When I tried to use callback variant without promise it seems to work fine:

...
    dlfs.open("acount_name", "a_file", async (err, data) => {
        fs.writeFileSync("a_file", await streamToBuffer(data));
    });
...

Also, manual wrapping of returned stream seems to work:

...
    let data = await new Promise<NodeJS.ReadableStream>((resolve, reject) => {
        dfs.open("acount_name", "a_file" (err, data) => {
            if (err) {
                return reject(err);
            }
            resolve(new Readable().wrap(data));
        });
    });
    fs.writeFileSync("a_file", await streamToBuffer(data));
...
jdthorpe commented 6 years ago

TL;DR;

Pretty sure this is related to this issue with the underlying request library that handles the http requests.


I've also have this issue where the first 16kb of the Azure Data Lake file are lost when using the Promise / Await code.
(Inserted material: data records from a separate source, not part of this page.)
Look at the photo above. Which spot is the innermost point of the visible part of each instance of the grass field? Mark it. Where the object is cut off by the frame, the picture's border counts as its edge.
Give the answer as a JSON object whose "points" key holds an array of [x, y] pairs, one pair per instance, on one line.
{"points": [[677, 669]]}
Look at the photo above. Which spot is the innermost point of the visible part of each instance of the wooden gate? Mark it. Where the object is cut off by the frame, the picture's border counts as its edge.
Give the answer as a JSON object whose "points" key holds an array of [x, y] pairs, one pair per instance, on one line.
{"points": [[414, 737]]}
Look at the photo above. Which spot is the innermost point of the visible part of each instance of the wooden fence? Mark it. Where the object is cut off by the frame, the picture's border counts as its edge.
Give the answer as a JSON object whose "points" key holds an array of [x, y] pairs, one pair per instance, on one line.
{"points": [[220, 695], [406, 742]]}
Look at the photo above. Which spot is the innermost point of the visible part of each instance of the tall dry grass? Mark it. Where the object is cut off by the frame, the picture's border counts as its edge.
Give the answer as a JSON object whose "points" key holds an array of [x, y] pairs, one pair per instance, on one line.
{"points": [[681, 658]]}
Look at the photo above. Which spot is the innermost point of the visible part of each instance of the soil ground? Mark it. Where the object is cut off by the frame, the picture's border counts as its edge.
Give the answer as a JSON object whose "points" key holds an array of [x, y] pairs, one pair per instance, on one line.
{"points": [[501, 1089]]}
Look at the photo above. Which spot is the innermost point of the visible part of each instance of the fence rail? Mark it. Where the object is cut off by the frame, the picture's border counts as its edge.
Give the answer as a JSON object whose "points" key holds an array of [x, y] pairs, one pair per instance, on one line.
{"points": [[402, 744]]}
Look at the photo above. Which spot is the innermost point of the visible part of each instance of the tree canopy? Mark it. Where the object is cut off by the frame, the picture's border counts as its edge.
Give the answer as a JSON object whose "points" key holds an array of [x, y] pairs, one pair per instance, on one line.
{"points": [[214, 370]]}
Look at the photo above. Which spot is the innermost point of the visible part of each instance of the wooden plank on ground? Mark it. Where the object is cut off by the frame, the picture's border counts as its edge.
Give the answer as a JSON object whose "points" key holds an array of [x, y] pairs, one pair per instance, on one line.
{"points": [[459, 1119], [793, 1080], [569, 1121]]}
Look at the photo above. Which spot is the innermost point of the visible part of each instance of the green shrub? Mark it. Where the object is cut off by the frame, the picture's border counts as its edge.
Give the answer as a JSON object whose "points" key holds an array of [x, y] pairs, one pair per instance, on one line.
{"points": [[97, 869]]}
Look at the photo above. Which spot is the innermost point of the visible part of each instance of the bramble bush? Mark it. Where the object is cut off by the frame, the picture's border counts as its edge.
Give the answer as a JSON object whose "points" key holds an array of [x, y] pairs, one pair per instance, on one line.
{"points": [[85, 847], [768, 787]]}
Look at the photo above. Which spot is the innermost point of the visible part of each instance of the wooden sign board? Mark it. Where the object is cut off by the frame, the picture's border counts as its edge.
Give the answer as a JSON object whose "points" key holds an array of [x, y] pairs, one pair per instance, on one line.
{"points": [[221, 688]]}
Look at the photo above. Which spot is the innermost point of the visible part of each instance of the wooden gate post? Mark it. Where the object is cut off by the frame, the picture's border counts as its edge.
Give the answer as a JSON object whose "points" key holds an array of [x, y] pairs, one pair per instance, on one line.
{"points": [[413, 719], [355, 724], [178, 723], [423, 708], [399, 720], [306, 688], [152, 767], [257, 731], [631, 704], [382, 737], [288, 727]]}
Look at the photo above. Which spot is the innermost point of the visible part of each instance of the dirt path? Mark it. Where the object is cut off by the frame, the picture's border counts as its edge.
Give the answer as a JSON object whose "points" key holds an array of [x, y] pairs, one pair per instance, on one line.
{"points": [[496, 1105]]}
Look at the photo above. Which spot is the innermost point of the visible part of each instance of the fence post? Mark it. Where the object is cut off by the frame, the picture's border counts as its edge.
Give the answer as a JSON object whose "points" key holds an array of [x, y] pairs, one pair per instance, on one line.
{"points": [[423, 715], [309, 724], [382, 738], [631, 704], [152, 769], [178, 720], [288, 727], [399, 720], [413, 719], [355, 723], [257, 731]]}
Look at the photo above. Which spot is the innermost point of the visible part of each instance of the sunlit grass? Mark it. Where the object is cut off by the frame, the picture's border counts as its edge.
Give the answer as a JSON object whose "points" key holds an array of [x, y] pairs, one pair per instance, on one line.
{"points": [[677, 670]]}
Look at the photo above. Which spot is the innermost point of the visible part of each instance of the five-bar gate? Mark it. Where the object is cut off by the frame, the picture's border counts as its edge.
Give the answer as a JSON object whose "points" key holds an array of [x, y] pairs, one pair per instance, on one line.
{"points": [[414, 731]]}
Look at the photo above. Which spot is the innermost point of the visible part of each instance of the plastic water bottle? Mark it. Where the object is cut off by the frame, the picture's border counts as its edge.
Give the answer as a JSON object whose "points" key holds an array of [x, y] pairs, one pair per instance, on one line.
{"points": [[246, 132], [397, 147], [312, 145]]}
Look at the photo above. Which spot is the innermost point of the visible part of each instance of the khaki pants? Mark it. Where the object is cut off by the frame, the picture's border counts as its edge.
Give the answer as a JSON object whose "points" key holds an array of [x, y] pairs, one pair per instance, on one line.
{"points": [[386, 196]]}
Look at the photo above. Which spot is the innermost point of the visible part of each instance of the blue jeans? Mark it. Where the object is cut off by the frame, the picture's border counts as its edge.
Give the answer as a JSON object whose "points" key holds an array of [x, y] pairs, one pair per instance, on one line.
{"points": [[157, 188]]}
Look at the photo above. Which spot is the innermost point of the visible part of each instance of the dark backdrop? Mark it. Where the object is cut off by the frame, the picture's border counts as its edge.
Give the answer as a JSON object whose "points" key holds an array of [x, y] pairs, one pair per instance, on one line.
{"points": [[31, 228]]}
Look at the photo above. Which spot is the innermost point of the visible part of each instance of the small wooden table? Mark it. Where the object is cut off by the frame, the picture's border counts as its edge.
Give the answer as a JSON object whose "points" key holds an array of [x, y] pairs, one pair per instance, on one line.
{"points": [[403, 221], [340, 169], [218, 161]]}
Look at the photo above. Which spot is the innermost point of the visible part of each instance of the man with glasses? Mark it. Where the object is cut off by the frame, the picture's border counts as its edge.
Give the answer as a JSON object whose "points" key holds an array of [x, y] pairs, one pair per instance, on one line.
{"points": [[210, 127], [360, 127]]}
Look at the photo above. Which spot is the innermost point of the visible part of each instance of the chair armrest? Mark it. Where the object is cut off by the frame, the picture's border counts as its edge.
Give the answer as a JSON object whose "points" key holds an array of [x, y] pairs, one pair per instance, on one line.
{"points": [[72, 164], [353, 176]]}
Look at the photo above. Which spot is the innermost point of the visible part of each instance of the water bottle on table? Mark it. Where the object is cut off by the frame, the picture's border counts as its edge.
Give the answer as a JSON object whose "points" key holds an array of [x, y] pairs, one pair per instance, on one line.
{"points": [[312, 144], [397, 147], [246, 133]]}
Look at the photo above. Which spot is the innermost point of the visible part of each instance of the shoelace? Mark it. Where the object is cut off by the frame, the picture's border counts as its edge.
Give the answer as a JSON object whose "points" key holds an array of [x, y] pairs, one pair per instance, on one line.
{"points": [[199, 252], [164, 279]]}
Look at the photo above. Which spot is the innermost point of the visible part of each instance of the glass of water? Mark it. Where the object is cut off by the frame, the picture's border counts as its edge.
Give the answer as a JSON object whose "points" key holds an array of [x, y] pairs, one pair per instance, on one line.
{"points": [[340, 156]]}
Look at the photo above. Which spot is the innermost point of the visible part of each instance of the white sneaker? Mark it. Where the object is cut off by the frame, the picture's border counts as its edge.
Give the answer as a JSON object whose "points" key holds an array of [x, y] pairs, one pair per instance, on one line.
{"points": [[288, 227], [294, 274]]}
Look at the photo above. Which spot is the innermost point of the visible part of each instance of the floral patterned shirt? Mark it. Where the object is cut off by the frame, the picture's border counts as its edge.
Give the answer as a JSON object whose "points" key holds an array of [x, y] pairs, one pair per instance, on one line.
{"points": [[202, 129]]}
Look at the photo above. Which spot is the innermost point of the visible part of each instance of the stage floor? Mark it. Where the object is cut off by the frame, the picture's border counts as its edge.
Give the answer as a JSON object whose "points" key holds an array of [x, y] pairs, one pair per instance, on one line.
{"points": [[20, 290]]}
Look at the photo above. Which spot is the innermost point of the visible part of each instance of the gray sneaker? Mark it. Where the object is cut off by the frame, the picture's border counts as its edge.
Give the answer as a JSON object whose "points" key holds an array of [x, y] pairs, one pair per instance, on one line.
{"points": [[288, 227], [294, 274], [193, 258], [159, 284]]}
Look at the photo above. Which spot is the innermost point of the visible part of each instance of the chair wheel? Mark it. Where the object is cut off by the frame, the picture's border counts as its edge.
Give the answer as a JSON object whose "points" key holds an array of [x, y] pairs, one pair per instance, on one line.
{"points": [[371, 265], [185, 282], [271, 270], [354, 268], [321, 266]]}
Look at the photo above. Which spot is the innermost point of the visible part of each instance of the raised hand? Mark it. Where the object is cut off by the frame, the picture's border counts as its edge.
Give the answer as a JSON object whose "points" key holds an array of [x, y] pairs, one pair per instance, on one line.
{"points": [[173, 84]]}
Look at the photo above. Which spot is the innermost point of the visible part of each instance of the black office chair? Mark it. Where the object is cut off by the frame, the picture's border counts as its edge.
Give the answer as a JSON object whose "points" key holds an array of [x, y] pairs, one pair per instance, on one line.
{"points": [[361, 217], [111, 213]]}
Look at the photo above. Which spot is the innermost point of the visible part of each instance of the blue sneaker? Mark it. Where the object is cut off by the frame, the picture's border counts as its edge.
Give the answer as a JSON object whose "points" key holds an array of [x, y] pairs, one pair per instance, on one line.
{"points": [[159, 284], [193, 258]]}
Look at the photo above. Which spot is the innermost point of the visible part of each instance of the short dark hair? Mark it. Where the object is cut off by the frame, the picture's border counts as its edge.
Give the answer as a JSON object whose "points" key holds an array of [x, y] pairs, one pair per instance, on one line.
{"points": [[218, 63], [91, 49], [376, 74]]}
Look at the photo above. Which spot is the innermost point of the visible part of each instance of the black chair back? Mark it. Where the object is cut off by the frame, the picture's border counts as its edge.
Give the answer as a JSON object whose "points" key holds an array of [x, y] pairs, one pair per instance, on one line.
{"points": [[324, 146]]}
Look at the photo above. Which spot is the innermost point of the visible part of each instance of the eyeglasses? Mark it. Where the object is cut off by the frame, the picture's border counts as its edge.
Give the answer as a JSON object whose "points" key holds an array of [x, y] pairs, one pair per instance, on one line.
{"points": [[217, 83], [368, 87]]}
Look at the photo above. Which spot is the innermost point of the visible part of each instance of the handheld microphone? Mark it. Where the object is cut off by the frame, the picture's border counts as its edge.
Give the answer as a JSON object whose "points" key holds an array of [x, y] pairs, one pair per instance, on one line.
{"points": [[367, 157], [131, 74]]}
For example, this code works just fine:

const localPath = "c:/some/place/nice.csv"
const accountName = "my-adl-account"
const remotePath = "/my/favorite/file.csv"

msRestAzure.interactiveLogin(function(err, credentials) {
    const filesystemClient = new dataLakeClient.DataLakeStoreFileSystemClient(credentials);

    let file = fs.createWriteStream(localPath  )
    file.on("open",() =>{
        filesystemClient.fileSystem.open(accountName,remotePath,
            (error,source) => {
                if(error){return}
                source.pipe(file)
            })
    })
})

but the promise based approach looses the first 16kb:

const localPath = "c:/some/place/nice.csv"
const accountName = "my-adl-account"
const remotePath = "/my/favorite/file.csv"

msRestAzure.interactiveLogin(function(err, credentials) {
    const filesystemClient = new dataLakeClient.DataLakeStoreFileSystemClient(credentials);

    let file = fs.createWriteStream(localPath  )
    file.on("open",() =>{
        filesystemClient.fileSystem.open(accountName,remotePath)
            .then(source => {
                source.pipe(file)
            })
    })
})

To add to the discussion, I'm using Node version v8.9.3, with Typescript Version 3.0.1, my tsconfig includes the following:

{
  "compilerOptions": {
    "target": "es5",                          
    "module": "commonjs",                     
    "lib": ["ES2015"],                        
    "strict": true,                           
    "esModuleInterop": true                   
  }
}

and my package-lock.json file can be found here.